Quantitative kinetics for the atmospheric reactions of Criegee intermediates with acetonitrile

Abstract

Obtaining quantitative kinetics of Criegee intermediates is of paramount significance in the atmosphere. However, there are limited reports on the kinetics of Criegee intermediates. Here, by using our very recently developed dual-level strategy, we report the quantitative kinetics of the reaction of Criegee intermediates (CH₂OO/anti-CH₃CHOO/syn-CH₃CHOO) with acetonitrile (CH₃CN). The dual-level strategy combines post-CCSD(T) calculations for transition state theory with the validated M06CR/MG3S and M11-L/MG3S functional methods for direct dynamics calculations using canonical variational transition state theory with small-curvature tunneling to obtain recrossing effects and tunneling coefficients.

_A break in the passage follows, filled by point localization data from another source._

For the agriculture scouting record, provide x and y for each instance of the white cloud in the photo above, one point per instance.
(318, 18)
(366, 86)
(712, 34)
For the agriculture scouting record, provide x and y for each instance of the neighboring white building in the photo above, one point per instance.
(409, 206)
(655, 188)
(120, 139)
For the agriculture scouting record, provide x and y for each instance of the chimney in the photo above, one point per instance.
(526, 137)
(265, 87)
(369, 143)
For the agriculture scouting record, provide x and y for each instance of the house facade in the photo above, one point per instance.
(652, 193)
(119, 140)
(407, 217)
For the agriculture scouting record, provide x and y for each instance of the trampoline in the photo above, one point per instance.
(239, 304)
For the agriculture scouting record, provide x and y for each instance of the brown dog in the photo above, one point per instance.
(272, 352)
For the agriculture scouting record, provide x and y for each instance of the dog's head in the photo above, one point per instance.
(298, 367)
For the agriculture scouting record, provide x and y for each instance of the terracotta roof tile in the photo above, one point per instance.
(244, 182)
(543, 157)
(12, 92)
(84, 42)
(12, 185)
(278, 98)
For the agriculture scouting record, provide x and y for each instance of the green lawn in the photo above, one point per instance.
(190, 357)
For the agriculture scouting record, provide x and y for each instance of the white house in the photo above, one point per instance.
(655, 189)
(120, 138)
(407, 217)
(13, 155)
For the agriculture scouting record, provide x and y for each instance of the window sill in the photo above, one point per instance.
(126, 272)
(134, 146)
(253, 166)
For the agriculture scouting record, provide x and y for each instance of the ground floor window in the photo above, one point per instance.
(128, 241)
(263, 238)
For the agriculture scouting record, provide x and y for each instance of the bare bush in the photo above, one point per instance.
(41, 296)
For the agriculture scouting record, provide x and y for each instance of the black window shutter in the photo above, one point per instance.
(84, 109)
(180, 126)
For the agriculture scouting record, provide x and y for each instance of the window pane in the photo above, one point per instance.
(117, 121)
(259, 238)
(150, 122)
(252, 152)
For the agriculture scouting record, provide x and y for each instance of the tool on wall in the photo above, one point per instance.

We show that W3X-L//DF-CCSD(T)-F12b/jun-cc-pVDZ can be used to obtain quantitative enthalpies of activation at 0 K in the reactions of Criegee intermediates with CH₃CN. We find that the CH₂OO/anti-CH₃CHOO/syn-CH₃CHOO + CH₃CN reactions only depend on temperature. Moreover, we also find that their rate constants are dominantly determined by the enthalpy of activation at 0 K and recrossing effects and tunneling are negligible. The present findings also show that the CH₂OO/anti-CH₃CHOO + CH₃CN reactions have negative temperature dependence in the range of 190–350 K. In the atmosphere, we reveal that the reactions of CH₂OO and anti-CH₃CHOO with CH₃CN are significant acetonitrile sinks, leading to the formation of N-formylacetamide and diacetamide. The present findings will be useful for obtaining quantitative kinetics of Criegee intermediates and understanding acetonitrile sinks.